Trump’s Deal of the Century

The US President Donald Trump unveiled the political aspect of the Middle East Peace Plan called, ‘Peace to Prosperity’. The economic aspect of the plan was revealed by Senior Presidential Advisor, Jared Kushner in June 2019. The political aspect of the plan according to Donald Trump seeks achieve a realistic peace to improve the lives of Israelis and Palestinians. The plan has been widely criticized by being completely one-sided in favour of Israelis and ignoring the demands of the Palestinians. The plan presented a prospective map of the two states in which a non-contiguous Palestinians would be left with only 15 percent territory of mandate Palestine. It also entails that Jerusalem would remain as the undivided capital of Israel and Palestine is allowed to erect a capital in a small neighbourhood in East Jerusalem outside the present security barrier. It has allowed Israeli annexation of settlements in the West Bank as well as annexation of the Jordan valley. On the issue of refugees, Israel is not entitled to absorb any Palestinian refugees who were displaced by the Zionist expansion. It has however, allowed refugees to settle in the future Palestinian state as well as in Organisation of Islamic Cooperation (OIC) member states.

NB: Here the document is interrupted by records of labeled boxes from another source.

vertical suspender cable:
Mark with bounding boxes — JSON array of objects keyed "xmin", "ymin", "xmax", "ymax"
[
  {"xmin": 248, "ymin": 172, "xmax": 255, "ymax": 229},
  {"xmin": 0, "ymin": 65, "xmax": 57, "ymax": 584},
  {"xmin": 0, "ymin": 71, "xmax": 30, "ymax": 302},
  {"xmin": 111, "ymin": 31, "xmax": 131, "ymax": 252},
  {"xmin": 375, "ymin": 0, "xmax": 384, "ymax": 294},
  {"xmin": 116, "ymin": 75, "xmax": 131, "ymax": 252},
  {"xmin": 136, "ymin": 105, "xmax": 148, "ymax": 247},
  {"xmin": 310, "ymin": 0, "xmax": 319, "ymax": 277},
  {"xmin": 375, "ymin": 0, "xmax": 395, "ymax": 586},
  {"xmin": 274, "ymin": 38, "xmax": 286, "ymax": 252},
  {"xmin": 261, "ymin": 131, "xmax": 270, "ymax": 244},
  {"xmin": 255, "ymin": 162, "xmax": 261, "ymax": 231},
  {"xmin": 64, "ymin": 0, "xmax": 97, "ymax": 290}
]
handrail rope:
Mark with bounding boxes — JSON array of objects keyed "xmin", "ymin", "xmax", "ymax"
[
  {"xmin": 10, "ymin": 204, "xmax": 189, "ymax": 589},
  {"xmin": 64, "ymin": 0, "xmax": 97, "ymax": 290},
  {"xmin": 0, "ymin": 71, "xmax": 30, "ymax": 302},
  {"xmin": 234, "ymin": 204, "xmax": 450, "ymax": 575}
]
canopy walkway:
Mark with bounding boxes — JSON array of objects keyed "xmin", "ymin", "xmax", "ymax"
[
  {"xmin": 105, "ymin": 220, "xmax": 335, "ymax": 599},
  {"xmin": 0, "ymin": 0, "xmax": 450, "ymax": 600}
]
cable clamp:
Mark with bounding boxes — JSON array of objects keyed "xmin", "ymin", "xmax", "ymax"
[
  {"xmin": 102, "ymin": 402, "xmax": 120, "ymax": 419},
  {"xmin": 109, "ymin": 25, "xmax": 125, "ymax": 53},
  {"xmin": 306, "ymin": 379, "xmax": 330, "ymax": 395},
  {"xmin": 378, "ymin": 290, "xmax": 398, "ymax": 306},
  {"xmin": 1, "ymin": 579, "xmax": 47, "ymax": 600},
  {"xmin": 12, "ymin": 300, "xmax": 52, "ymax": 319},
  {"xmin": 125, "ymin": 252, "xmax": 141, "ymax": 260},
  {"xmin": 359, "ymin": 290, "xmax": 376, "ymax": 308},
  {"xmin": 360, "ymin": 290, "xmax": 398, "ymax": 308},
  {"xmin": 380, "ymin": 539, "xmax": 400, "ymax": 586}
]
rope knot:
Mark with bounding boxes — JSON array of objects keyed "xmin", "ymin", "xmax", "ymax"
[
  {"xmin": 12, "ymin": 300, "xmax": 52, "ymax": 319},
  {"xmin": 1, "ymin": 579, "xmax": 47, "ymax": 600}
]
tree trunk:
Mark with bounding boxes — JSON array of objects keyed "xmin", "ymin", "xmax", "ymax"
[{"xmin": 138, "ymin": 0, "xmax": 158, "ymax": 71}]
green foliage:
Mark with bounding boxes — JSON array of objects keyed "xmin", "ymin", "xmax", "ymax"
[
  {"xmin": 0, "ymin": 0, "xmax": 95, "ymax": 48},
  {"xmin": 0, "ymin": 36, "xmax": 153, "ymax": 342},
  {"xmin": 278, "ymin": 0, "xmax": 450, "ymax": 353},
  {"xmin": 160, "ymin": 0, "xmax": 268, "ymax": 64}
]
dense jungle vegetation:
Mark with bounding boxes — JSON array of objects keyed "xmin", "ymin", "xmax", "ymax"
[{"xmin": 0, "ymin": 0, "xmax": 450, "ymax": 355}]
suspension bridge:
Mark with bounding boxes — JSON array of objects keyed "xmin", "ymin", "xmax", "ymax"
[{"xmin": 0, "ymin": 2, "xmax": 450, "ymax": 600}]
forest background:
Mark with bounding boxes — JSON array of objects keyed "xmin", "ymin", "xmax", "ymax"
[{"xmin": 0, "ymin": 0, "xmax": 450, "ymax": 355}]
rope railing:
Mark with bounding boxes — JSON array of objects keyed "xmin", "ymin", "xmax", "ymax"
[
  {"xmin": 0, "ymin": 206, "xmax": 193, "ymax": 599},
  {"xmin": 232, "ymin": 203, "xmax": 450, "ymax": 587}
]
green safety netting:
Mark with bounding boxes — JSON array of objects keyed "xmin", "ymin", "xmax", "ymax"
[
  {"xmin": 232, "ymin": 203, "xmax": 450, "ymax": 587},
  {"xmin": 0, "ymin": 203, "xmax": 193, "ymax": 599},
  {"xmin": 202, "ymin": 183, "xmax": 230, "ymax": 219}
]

Israel would continue to control the future Palestinian state’s airspace, sea routes and entry points.

The Palestinian leadership’s relations with the US have been highly strenuous after the US decision to recognize Jerusalem as the de facto capital of Israel in December 2017. The Palestinian Authority (PA) has refused to engage with the Trump administration and it rejected the plan out rightly.